Si potrebbe chiudere qui, come una storia edificante di mezzo secolo fa. Sarebbe un errore. Perché quel meccanismo — la paura, o la necessità, eretta ad alibi per sacrificare i più indifesi — non è morto: ha solo cambiato di segno. Allora si invocava una deformità temuta per giustificare una morte; oggi si invoca una necessità reale per assolvere morti certe e documentate.

Si vada a Taranto. L’acciaieria più grande d’Europa sorge a ridosso del rione Tamburi, dove gli studi epidemiologici registrano un’incidenza di tumori superiore di oltre il settanta per cento alla media cittadina, un eccesso del cinquantaquattro per cento di neoplasie infantili, e dove il progetto Sentieri ha collegato all’inquinamento migliaia di morti. La Corte di giustizia dell’Unione europea ha condannato l’Italia; un tribunale ha ordinato che dal prossimo agosto la produzione si fermi, se non saranno garantite le tutele sanitarie. E lo Stato? Continua a versare denaro pubblico per tenere accesi gli altiforni, in nome dell’interesse «strategico» e del lavoro. Qui la malformazione non si teme: si misura. E si lascia che prosegua, perché una necessità la assolve.

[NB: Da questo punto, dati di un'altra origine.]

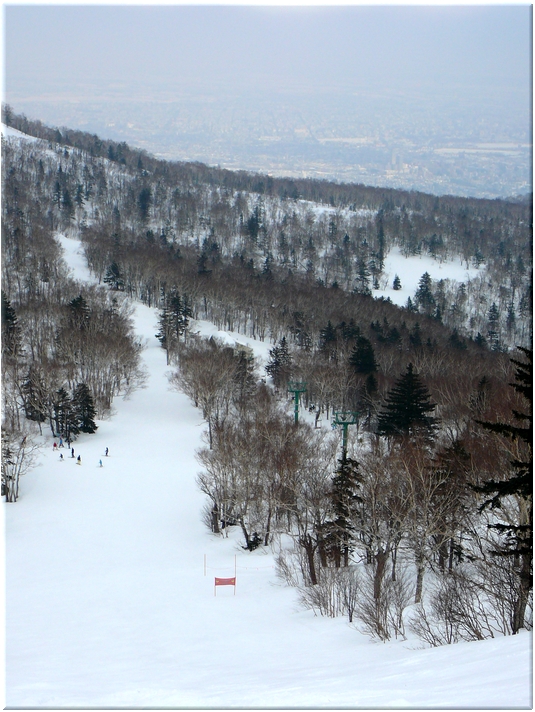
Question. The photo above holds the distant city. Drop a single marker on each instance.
(416, 141)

Si scenda in Sicilia, nella Valle del Mela, che la gente ha ribattezzato senza pietà «la valle delle parrucche»: tante sono le donne che, accanto alla raffineria di Milazzo e alle centrali del Mela, perdono i capelli per la chemioterapia. Lo studio Sentieri vi ha certificato un più settantanove per cento di malformazioni congenite rispetto alla media nazionale: esattamente quelle deformità che a Seveso si erano soltanto paventate, qui sono realtà, e gli impianti non si fermano. In una chiesa di Archi una tavoletta votiva implora la Madonna di liberare quella terra «dalle pesanti catene dell’inquinamento». La gente prega; la legge guarda altrove. «Questa economia uccide», scrisse Francesco. Non era una metafora.

E c’è un terzo cerchio, il più vasto. La stessa logica che a Taranto antepone la fabbrica alla vita governa, su scala planetaria, l’industria delle armi. Lo Stato italiano — non un comitato di pacifisti — ha riconosciuto nel 2025, con le sentenze dell’Adunanza plenaria del Consiglio di Stato, un «rischio professionale specifico» per i militari esposti all’uranio impoverito e alle nanoparticelle di metalli pesanti nei Balcani e in Iraq: centinaia di morti, migliaia di malati, al punto da rovesciare sull’amministrazione l’onere di provare il contrario. Le armi, prima di colpire il nemico, contaminano chi le porta. E quando quegli arsenali verranno usati — in terre già martoriate come il Sudan dell’eccidio di El Fasher, dove i droni cadono sulle moschee e l’Onu parla di genocidio, o come l’Ucraina, che a fucili spenti rischia di restare una polveriera di armi rimaste in circolo e di reduci segnati — il conto arriverà con gli interessi. Gli embarghi si violano alla luce del sole; i mercanti della paura diventano i mercanti delle armi.

Cambiano i pretesti — una deformità temuta, un posto di lavoro, una necessità strategica — ma il bersaglio è sempre lo stesso: l’innocente. Il non ancora nato, il povero che respira veleno, il soldato mandato a morire due volte, il civile di una città assediata. Erode non muore mai: si limita a cambiare editto, e trova ogni volta qualcuno disposto a scrivergli una legge su misura. Alla vigilia di quel Natale del 1976 Paolo VI ricordava alle famiglie sfollate di Seveso Maria e Giuseppe, che conobbero «l’amarezza di non poter offrire al neonato Redentore il tepore accogliente della loro casa». È ancora questo il discrimine. Da una parte chi, come il cardinale Colombo, apre le porte all’innocente e smaschera le voci interessate; dall’altra chi, dietro l’alibi della paura o del profitto, gli sbarra la strada. Tra i due non corre una terza via: c’è soltanto una mangiatoia, e chi è disposto a farle posto.